STELLARTON, Nova Scotia — Sobeys here has struck a deal to distribute food and grocery items for Target’s expansion to Canada.

STELLARTON, Nova Scotia — Sobeys here has struck a deal to distribute food and grocery items for Target’s expansion to Canada.

The deal could help Sobeys realize a benefit from an explosion in square footage that otherwise has Canadian food retailers worried.

Minneapolis-based Target said it would begin opening stores in Canada in early 2013 with plans for up to 135 stores by 2014. The retailer is expanding through the lease purchase and subsequent renovations of the Zellers chain of discount stores. Target has also transferred 39 of the Zellers leases to Wal-Mart Stores, helping to fuel that chain’s expansion in Canada.

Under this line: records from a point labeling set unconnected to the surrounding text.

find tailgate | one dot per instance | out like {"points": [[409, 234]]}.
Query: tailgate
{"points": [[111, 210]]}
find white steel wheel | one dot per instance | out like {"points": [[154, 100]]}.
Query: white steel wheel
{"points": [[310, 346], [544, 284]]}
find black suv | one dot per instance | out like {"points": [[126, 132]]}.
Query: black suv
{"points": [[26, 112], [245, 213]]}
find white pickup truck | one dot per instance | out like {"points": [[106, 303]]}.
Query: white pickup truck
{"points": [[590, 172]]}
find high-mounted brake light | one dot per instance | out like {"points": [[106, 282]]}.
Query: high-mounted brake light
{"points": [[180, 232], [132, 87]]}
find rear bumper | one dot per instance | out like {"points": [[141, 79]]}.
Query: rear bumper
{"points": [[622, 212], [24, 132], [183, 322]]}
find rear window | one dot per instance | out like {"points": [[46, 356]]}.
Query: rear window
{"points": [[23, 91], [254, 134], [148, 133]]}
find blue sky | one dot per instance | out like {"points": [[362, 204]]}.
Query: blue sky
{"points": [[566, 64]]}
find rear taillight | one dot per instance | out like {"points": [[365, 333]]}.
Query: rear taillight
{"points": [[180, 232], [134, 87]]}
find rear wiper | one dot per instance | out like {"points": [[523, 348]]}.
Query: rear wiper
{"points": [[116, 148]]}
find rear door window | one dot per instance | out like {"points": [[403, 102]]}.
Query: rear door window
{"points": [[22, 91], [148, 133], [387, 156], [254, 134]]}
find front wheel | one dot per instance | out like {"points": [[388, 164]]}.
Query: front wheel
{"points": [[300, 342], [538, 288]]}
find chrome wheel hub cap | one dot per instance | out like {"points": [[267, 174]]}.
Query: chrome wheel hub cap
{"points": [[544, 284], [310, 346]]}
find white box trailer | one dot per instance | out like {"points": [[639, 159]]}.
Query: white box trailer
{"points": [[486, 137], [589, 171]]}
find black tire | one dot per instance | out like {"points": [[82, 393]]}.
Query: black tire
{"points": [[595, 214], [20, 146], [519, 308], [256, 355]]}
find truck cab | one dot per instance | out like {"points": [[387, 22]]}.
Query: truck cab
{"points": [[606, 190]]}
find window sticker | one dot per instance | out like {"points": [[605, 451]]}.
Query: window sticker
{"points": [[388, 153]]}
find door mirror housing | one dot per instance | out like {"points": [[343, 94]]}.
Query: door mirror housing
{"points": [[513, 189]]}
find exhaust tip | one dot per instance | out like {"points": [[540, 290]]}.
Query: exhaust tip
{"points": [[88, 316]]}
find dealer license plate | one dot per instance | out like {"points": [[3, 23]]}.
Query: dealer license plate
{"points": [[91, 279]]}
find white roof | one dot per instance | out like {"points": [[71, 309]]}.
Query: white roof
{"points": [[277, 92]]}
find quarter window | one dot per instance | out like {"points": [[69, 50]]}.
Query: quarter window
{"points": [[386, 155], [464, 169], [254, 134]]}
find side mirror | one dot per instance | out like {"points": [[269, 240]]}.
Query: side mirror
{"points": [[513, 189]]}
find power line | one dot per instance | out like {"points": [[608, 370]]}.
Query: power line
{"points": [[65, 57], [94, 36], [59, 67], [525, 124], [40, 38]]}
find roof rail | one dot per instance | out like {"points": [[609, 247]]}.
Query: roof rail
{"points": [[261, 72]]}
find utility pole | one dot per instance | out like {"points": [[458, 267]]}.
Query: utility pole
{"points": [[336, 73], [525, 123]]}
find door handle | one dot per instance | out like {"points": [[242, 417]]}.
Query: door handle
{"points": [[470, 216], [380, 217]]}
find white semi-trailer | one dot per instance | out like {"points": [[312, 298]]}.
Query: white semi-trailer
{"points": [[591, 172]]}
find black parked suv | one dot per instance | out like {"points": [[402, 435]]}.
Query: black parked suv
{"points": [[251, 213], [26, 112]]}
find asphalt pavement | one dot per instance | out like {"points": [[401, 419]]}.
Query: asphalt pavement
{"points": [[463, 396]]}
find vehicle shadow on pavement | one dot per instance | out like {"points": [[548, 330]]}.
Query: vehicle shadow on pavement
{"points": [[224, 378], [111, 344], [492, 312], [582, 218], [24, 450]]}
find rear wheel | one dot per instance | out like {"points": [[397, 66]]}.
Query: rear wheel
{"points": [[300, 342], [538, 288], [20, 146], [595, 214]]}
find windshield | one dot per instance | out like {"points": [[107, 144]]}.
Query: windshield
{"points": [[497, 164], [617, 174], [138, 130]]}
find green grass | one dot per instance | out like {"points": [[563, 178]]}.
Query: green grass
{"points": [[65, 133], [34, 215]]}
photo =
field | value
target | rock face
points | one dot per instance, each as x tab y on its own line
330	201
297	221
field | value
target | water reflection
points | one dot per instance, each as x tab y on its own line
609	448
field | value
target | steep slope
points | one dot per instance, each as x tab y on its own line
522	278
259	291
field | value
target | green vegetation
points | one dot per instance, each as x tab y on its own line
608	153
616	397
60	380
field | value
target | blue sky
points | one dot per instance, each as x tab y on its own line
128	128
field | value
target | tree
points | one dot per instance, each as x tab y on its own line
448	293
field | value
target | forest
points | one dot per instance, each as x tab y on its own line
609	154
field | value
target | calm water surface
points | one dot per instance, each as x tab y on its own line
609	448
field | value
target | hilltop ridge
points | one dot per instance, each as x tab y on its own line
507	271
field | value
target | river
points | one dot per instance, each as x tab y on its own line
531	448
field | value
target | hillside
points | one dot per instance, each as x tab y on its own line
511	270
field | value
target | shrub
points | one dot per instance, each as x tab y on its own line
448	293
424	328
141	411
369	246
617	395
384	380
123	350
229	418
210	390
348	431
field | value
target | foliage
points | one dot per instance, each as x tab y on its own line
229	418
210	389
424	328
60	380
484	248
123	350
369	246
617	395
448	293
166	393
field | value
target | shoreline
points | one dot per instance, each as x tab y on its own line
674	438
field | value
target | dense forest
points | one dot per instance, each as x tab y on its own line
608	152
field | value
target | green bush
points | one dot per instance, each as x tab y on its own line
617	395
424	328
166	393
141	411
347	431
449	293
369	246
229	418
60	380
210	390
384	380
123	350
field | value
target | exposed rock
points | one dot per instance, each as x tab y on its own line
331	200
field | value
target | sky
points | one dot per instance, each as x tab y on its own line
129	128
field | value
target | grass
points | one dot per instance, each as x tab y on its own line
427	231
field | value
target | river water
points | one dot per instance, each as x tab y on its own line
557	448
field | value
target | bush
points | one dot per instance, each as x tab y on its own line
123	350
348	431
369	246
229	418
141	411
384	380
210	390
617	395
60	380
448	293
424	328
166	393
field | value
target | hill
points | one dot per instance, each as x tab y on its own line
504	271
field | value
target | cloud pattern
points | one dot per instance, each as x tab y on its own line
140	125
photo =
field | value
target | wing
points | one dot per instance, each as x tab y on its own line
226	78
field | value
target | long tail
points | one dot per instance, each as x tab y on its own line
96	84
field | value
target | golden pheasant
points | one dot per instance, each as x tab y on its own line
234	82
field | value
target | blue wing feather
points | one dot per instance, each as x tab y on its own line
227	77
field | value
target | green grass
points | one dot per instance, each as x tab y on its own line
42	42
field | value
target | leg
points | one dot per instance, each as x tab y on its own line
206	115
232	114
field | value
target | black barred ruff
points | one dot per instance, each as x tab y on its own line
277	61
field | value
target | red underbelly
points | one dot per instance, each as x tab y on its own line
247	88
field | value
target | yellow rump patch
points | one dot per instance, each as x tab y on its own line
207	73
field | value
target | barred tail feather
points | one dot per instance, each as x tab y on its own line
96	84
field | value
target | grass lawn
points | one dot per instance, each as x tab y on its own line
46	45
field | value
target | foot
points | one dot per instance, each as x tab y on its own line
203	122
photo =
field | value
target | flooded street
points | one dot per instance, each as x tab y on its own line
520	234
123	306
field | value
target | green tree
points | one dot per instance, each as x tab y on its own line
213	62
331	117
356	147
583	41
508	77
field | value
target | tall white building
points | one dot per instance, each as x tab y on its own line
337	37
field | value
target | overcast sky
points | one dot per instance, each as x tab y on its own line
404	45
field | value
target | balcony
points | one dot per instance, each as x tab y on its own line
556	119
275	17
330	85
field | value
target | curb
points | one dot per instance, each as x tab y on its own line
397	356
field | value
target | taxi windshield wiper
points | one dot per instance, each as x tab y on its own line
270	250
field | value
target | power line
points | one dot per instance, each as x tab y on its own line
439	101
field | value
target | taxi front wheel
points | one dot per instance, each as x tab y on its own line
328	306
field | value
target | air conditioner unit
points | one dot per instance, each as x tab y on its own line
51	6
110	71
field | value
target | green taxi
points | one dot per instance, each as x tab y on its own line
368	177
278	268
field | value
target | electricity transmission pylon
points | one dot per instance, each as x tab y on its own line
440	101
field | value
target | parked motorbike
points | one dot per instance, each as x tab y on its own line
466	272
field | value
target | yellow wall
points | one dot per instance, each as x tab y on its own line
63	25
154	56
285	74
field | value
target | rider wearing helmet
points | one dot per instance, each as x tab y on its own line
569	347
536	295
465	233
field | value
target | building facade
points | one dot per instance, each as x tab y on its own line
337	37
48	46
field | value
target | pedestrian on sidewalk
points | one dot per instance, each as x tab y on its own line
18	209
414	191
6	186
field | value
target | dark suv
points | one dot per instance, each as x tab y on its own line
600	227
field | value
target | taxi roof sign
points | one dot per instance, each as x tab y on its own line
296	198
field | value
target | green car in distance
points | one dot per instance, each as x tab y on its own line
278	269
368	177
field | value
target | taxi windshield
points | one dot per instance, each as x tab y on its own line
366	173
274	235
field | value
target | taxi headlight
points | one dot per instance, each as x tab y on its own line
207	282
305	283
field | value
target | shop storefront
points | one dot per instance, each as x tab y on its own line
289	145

Sobeys said it would use its existing distribution network to provide Target stores with frozen, dairy and dry grocery products, including national-brand and Target private-label products. The two companies have also agreed to leverage one another’s distribution networks as a means to reduce transportation expenses.

“We are pleased to welcome Target as a valued wholesale customer. The associated increased revenue, and supply chain efficiencies, which will lower our costs, will continue to strengthen our competitive position,” Bill McEwan, chief executive officer of Sobeys, said in a statement.

Target officials have said that their Canada stores would vary by location as to the amount of food they will offer. But any addition of square footage to the market will continue to pressure food retailers there, sources said.

Galen G. Weston, executive chairman of Loblaw Cos., in an investor presentation late last month said that Wal-Mart’s expansion was a “disruptive” force in the Canada food retail market, particularly as chains battle for fresh food sales.

“Even though we’re quite confident about the way we’re competing against them, you don’t open a supermarket with zero sales, no matter how compromised your offer might be,” Weston said in remarks at the Scotia Bank Back to School Conference in Toronto. “And when you’re putting in footage at the rate they are today, it can’t help but improve their share and it can’t help but come at the expense of those of us who have been around for a long time.”

Target also said it finalized its $1.8 billion deal with Hudson’s Bay Co. for the Zellers stores, selecting 84 additional leases and bringing the total number of leases selected to 189. Target in May completed the purchase of 105 Zellers leases, the majority of which will become Target locations.

Target said it would acquire leasehold interests in 29 of the 84 additional leases selected, and would sell the remainder. This group includes the 39 leases Target agreed to transfer to Wal-Mart Stores in June.